Stage Inference Example with Python SDK

Stage Inference Example with Python SDK#

This example demonstrates how to use the Python SDK to upload a dataset to a stage, submit a batch inference job, and download the results.

from materialized_intelligence.sdk import MaterializedIntelligence

mi.set_api_key("your_api_key") # you can skip this if you set your key via `mi login`

# create a stage
stage_id = mi.create_stage("your_stage_id")
print(f"Created stage with ID: {stage_id}")

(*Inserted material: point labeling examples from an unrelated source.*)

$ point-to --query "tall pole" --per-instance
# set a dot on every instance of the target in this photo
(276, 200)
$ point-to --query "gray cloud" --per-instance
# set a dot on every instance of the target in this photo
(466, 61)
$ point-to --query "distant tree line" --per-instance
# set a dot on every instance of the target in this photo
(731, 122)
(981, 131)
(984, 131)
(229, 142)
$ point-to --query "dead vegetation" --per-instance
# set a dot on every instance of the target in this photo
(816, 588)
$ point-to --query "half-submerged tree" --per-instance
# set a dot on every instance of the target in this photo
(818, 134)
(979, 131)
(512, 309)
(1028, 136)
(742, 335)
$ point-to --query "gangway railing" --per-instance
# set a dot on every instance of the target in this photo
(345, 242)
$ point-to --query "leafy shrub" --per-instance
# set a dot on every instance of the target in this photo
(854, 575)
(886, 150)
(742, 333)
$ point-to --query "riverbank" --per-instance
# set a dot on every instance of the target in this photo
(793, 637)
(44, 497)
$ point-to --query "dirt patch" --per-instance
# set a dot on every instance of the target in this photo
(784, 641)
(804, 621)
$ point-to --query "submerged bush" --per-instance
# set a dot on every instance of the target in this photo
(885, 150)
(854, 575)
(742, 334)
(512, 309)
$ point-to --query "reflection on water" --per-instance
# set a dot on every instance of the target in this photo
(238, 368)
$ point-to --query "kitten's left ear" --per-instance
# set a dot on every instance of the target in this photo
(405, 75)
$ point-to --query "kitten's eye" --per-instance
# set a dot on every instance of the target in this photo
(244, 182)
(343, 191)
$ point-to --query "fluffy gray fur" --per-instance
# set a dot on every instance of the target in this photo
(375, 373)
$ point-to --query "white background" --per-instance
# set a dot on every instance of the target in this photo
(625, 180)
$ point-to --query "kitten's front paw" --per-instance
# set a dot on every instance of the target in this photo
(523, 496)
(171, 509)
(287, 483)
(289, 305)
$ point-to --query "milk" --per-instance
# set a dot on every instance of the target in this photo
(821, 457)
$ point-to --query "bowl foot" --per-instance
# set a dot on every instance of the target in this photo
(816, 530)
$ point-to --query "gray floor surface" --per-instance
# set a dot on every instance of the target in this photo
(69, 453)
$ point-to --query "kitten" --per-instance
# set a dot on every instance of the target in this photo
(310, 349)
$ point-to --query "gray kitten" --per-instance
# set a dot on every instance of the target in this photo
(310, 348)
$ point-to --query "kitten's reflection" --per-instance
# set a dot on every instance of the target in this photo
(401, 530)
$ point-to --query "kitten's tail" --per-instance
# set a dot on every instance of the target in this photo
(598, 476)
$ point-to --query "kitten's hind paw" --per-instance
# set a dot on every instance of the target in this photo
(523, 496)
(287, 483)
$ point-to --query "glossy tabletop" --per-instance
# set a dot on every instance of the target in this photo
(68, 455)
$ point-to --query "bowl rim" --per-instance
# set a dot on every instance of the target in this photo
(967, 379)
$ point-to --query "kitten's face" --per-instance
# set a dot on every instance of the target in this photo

# Let's upload some files to the stage. In this case, the two files are in the same directory as this script.
# Both have the same schema, that looks like:
# {
#     "id": int64,
#     "prompt": string,
# }
mi.upload_to_stage(stage_id, ["file1.parquet", "file2.parquet"])

system_prompt = "Label the following text as positive or negative."

json_schema = {
    "type": "object",
    "properties": {
        "label": {"type": "string", "enum": ["positive", "negative"]}
    },
    "required": ["label"]
}

# submit a batch inference job
mi.infer(stage_id, column="prompt", model="llama-3.2-3b", system_prompt=system_prompt, json_schema=json_schema, job_priority=1)

You can either poll for the status of the job, or periodically check in via mi jobs status <job_id> in the CLI.

Once the job is done, you can download the results:

import materialized_intelligence as mi

stage_id = "your_stage_id"

# download the results, which will be in the output_dir directory, and will be named the same as the files in the stage.
mi.download_from_stage(stage_id, output_path="output_dir")

# you can inspect the inference results

df = pl.read_parquet("output_dir/*.parquet")

for row in df.iter_rows(named=True):
    print(f"prompt: {row['prompt']}, label: {row['inference_result']['label']}")
    break